Cinsel Sıhhat ve Üreme Sıhhati Hakları Platformu (CİSÜ) ismine Türkiye Aile Sıhhati ve Planlaması Vakfı (TAPV) tarafından hazırlanan “Pandemi Öncesi ve Sırasında Türkiye’de Cinsel Sıhhat ve Üreme Sıhhati İzleme Raporu”na nazaran, pandemi öncesi ve pandemi sırasında cinsel sıhhat ve üreme sıhhati hizmetlerinin işleyişi aksadı. Türkiye Aile Sıhhati ve Planlaması Vakfı İdare Konseyi Üyesi Prof. Dr. Ayşe Akın, “Sadece tabibe gitme korkusu nedeni ile değil planlanmadığı için ve de birtakım politik mülahazalarla verilmeyen, verilemeyen sıhhat hizmetlerine bağlı olarak da meselelerin artması kaçınılmaz olmuştur. Bunların başında üreme sıhhati bağlamındaki hizmetler gelmektedir. İstenmeyen gebeliklerin önlenmesi için ya da gebeliklerin ortasını açmak için önleyici formüllere ulaşamama, yasa gereği istek üzerine sonlandırılması hizmetinin verilmemesi gelmektedir” dedi.

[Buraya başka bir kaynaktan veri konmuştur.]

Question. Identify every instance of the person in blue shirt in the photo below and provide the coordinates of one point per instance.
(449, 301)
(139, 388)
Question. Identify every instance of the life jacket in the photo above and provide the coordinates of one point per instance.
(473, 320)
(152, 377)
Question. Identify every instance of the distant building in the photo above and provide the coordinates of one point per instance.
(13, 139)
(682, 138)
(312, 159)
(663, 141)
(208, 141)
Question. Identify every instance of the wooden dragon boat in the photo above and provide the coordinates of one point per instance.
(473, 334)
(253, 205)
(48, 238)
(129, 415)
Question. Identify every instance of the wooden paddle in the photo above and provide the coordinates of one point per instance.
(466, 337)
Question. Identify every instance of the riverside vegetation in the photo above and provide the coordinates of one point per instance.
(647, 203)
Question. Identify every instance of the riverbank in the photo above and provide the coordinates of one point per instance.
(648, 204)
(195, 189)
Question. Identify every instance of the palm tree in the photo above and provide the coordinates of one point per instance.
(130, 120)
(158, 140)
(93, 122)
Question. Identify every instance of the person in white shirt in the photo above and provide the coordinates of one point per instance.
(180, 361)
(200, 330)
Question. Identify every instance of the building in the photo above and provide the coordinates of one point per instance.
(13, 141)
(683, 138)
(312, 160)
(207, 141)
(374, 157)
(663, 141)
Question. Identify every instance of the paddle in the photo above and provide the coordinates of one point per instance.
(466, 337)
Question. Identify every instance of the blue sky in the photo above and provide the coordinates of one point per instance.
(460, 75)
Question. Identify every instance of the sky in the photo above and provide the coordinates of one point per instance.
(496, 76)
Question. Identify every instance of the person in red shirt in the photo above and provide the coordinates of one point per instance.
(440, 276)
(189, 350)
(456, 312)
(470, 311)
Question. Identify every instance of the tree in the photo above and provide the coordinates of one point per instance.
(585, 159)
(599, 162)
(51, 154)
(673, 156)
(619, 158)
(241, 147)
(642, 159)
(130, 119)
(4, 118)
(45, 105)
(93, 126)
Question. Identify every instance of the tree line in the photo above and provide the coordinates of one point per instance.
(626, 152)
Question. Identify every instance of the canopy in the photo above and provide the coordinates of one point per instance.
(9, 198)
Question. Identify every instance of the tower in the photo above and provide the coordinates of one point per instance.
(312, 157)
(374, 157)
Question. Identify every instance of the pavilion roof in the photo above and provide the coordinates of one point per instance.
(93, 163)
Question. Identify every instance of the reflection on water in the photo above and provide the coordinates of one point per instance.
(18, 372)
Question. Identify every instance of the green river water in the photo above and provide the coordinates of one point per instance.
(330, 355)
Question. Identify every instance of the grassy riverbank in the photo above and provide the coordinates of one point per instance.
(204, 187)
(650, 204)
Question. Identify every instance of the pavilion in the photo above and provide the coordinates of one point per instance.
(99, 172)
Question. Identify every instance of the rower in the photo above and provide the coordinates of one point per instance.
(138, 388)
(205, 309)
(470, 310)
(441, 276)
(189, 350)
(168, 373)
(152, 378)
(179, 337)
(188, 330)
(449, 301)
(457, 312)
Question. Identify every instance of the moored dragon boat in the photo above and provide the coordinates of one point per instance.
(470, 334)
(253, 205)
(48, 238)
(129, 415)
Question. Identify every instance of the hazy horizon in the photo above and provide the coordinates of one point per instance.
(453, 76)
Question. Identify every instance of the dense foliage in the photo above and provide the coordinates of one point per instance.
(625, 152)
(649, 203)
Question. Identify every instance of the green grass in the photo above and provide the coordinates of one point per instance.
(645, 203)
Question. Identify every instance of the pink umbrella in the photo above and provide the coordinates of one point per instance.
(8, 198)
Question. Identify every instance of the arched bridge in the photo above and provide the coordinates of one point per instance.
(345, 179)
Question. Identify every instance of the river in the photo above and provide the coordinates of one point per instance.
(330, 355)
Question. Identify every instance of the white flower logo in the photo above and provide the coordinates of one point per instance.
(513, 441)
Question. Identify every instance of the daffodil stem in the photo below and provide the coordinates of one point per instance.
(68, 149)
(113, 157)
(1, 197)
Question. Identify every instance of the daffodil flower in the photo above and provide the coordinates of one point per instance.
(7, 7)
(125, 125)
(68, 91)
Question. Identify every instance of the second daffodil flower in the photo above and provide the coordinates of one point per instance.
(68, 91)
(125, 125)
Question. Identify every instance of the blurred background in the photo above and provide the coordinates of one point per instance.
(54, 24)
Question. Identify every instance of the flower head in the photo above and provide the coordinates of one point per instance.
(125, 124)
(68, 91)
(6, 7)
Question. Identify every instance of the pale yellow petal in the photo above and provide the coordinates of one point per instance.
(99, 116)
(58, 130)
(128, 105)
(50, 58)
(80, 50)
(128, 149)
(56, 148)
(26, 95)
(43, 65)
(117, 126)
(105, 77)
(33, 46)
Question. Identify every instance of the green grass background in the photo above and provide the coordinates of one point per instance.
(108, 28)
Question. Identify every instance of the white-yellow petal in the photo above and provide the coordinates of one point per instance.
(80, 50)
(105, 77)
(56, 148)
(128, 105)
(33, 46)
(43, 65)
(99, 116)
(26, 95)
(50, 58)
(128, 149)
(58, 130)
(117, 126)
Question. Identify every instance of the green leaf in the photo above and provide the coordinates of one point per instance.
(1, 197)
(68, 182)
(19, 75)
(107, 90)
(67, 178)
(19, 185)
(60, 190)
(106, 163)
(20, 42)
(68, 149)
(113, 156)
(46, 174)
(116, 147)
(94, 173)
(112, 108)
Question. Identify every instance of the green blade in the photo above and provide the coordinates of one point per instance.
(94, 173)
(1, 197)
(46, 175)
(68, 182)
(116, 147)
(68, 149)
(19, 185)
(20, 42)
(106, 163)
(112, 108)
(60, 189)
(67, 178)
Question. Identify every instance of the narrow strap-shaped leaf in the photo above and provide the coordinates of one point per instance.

DSÖ, COVID-19 salgınını 20 Mart 2020 tarihinde pandemi ilan ederken, Birleşmiş Milletler Nüfus Fonu (UNFPA), pandeminin altı aydan uzun sürmesi durumunda 144 düşük ve orta gelirli ülkede 47 milyon bayanın çağdaş doğum denetim usullerine erişemeyebileceğini, istenmeyen gebeliklerde 7 milyon kadar artış olabileceğini söyledi. UNFPA’in tespitlerine nazaran, pandemi sürecinde cinsel sıhhat ve üreme sıhhati hizmetlerinde cinsel yolla bulaşan enfeksiyonlarla ilgili tanılama, ilaç ve tedavi hizmetlerine, değerli tıbbi u¨ru¨nlere erişimde önemli sıkıntılar yaşandı. Prof. Akın “Dünyada ve Türkiye’de başka salgın periyotlarında olduğu üzere Covid-19 pandemisinde de bayana yönelik şiddet artmıştır. Bayanların pandemi nedeniyle sığınma, danışmanlık ve takviye alma imkanları sekteye uğramış olup cinsel sıhhat ve üreme sıhhati hizmetlerine erişimi de zorlaşmıştır” diye konuştu.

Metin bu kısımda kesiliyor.